“Air tak lagi mengalir di kampung kami. Setiap hari kami terbiasa hidup bertemankan asap dan debu, polusi dari PLTU Indramayu.”
Mubadalah.id – Demikian kalimat yang saya dengar dari pertemuan Jurnalis Warga Indramayu Jawa Barat pada Sabtu 12 Oktober 2024 di aula Ponpes Miftahul Huda Segeran Kidul Indramayu.
Kegiatan tersebut bertajuk “Open Mic dan Dialog Publik Seputar Pembangunan Strategis Nasional (PSN): PLTU Indramayu Ruang Aman atau Ancaman untuk (Perempuan)?”
Bersama jejaring komunitas dan lintas organisasi perempuan, Jurnalis Warga mencari ruang aman perempuan di dalam proyek PSN tersebut, terutama di daerah Indramayu.
Dampak lingkungan dari polusi udara, pencemaran air dan penurunan kualitas tanah tidak hanya memengaruhi kesehatan masyarakat, tetapi juga keberlangsungan sumber daya alam yang menjadi sandaran mata pencaharian banyak keluarga.

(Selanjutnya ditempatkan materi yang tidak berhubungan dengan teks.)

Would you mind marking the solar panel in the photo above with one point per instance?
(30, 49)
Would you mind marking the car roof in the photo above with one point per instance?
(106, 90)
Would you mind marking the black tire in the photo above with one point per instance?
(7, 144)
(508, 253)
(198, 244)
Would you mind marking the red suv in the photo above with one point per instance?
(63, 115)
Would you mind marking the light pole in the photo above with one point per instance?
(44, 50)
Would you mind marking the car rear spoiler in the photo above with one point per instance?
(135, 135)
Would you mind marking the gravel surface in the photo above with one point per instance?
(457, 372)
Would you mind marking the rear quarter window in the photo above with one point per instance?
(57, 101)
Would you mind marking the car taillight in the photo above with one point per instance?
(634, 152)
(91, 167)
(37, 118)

Terutama yang bergantung pada sektor pertanian dan perikanan.
Rebon Semakin Sulit Dicari
Salah satu narasumber dalam kegiatan tersebut, Pak Mitra yang merupakan perwakilan dari Jatayu (Jaringan Tanpa Asap Batu Bara) mengungkapkan bahwa kini ia dan para nelayan lain semakin sulit mencari ikan rebon sebagai bahan untuk membuat terasi dan olahan hasil ikan lainnya.

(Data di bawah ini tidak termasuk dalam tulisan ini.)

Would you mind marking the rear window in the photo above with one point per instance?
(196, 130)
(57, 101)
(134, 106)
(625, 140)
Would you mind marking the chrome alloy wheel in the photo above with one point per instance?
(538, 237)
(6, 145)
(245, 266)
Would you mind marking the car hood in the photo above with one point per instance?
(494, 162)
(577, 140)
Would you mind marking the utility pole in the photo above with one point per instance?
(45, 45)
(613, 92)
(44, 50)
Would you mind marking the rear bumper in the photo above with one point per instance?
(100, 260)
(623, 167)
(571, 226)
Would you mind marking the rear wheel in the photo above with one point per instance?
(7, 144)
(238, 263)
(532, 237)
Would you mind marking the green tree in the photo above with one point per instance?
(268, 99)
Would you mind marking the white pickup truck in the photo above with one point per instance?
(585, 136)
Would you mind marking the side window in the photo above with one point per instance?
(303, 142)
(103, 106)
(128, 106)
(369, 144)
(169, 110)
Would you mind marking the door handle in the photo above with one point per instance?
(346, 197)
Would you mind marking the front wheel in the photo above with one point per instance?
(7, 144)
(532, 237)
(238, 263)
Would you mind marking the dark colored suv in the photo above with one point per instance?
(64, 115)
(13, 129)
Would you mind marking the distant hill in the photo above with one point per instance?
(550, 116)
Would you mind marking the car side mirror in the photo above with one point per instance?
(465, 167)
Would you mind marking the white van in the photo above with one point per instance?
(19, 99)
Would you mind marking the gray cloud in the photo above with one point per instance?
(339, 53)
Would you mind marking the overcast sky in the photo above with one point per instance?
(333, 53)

“Sebelum ada PLTU Indramayu, di pinggiran Pantai setiap kali kami turun ke laut, mendapat banyak tangkapan rebon (Udang kecil). Tapi setelah ada PLTU, kami harus mencari lebih jauh ke tengah laut, sehingga membahayakan keselamatan para nelayan.”
Tidak hanya itu, limbah dari PLTU Indramayu membuat kondisi air di sekitarnya menjadi panas. Hal itu berdampak pada semakin berkurangnya bibit ikan bandeng. Sementara sejauh ini Indramayu terkenal sebagai penghasil ikan laut dan tambak yang bisa menghidupi kebutuhan ekonomi warga.
Dampak terhadap Perempuan
Sedangkan dampak PLTU terhadap perempuan masih belum mendapat banyak sorotan. Sarifah Mudaim sebagai Ketua Pelaksana kegiatan menyampaikan dalam sambutannya, bahwa perempuan juga terdampak PLTU Indramayu.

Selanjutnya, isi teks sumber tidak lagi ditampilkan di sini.